On Sun, Jun 2, 2019 at 7:43 PM Jesse Plamondon-Willard pathoschild@gmail.com wrote:
Hello,
Some Toolforge SQL queries have much worse performance when updated for the new comment table.
For example, see one previous SQL query and its updated version which just adds a join on the comment table. The change adds ten dependent subqueries and increases Stalktoy load times from ≈15 seconds to ≈245 seconds, and the same change for another query was enough to have my tools temporarily rate-limited.
I haven't found a way to update those queries efficiently. Is there an optimisation I'm missing? Why does the comment view need subqueries on ten other tables, and is there an alternate version without the subqueries for cases where we just need to join by ID?

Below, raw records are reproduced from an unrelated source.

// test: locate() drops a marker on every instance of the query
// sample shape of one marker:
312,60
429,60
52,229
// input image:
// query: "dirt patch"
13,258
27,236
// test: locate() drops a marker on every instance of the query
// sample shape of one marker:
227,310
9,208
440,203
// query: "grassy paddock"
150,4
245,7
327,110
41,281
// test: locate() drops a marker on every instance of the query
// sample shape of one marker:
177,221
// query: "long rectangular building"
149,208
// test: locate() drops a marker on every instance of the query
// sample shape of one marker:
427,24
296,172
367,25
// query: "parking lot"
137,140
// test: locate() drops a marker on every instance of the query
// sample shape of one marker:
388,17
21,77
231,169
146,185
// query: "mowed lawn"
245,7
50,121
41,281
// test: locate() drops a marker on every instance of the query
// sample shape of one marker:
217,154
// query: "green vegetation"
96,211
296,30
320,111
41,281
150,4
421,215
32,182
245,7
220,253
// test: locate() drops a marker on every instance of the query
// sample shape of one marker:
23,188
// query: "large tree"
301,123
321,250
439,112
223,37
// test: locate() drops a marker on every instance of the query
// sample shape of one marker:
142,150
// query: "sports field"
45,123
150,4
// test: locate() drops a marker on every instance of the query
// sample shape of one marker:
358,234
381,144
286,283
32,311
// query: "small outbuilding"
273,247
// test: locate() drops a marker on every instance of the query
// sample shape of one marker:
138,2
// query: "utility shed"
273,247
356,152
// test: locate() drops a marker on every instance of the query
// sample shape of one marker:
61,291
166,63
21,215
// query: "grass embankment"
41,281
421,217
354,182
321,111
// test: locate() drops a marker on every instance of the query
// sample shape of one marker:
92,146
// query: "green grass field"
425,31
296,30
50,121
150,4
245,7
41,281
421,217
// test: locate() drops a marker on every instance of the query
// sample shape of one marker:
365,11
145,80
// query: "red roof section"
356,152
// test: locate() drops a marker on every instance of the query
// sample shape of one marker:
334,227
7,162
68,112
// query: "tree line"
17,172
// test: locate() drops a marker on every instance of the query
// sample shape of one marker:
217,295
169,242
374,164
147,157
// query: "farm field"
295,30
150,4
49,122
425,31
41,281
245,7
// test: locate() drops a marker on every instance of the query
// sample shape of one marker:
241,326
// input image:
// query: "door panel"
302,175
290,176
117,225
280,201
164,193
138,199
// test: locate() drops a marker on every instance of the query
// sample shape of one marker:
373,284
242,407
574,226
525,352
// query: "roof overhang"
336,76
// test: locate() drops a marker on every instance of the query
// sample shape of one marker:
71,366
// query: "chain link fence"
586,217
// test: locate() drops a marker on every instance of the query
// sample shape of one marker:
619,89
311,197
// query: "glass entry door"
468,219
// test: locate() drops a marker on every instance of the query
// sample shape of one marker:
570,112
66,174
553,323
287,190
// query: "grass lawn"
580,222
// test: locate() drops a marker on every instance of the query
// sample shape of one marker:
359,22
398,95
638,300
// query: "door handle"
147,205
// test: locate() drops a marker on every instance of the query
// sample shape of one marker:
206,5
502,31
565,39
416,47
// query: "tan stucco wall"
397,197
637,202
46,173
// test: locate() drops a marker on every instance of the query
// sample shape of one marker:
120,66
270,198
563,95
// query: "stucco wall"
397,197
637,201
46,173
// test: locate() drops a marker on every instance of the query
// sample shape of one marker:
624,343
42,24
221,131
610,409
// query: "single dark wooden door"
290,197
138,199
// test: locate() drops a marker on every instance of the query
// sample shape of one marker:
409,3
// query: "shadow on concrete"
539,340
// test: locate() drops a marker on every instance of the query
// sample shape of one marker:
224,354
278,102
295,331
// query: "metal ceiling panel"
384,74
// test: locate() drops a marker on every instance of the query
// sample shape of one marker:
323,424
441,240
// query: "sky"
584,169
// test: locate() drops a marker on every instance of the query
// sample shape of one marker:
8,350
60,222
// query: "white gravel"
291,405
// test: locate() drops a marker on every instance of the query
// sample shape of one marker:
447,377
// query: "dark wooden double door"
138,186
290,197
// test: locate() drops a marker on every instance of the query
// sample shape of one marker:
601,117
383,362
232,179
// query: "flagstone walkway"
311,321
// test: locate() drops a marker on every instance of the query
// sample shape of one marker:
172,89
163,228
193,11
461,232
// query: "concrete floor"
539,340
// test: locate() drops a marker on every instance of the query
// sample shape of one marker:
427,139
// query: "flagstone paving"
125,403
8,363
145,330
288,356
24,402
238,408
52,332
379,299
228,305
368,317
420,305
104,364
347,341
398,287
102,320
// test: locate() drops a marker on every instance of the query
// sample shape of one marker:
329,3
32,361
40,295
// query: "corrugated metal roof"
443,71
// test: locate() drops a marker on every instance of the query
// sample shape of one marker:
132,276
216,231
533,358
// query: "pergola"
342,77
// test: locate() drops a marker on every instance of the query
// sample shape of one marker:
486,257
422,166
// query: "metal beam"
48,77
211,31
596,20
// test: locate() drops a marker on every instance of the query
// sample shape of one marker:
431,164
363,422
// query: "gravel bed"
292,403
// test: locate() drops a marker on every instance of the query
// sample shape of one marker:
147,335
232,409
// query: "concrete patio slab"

I don't have a good answer for the performance question, but I can provide some information about where the large number of subqueries come from. They are an artifact of the way that the comment table is exposed by the Wiki Replicas view layer. Comments can be suppressed and this suppression can be toggled back and forth over time. The flag for suppression lives in the related entity table (ipblocks in this case) rather than the comment table itself. Our current data sanitization system deals with this by deciding at runtime if a given comment should be visible or not to Wiki Replica users. This is done via a view that is defined in our Puppet repository [0]. This view is not aware of the context that it being used for in a given query, so it tests all of the entity table flags that could indicate suppression for each comment row.
One "fix" I could imagine for this would be for the Wiki Replicas to also provide per-entity views of the comment table that only return rows related to a single entity table. For example a "comment_ipblocks" view could use a where clause specific to the ipblocks entity table like "WHERE exists( select 1 from ipblocks where ipb_reason_id = comment_id and ipb_deleted = 0)" and exclude the tests for other entities (image, filearchive, revision, etc).
[0]: https://phabricator.wikimedia.org/source/operations-puppet/browse/production...
Bryan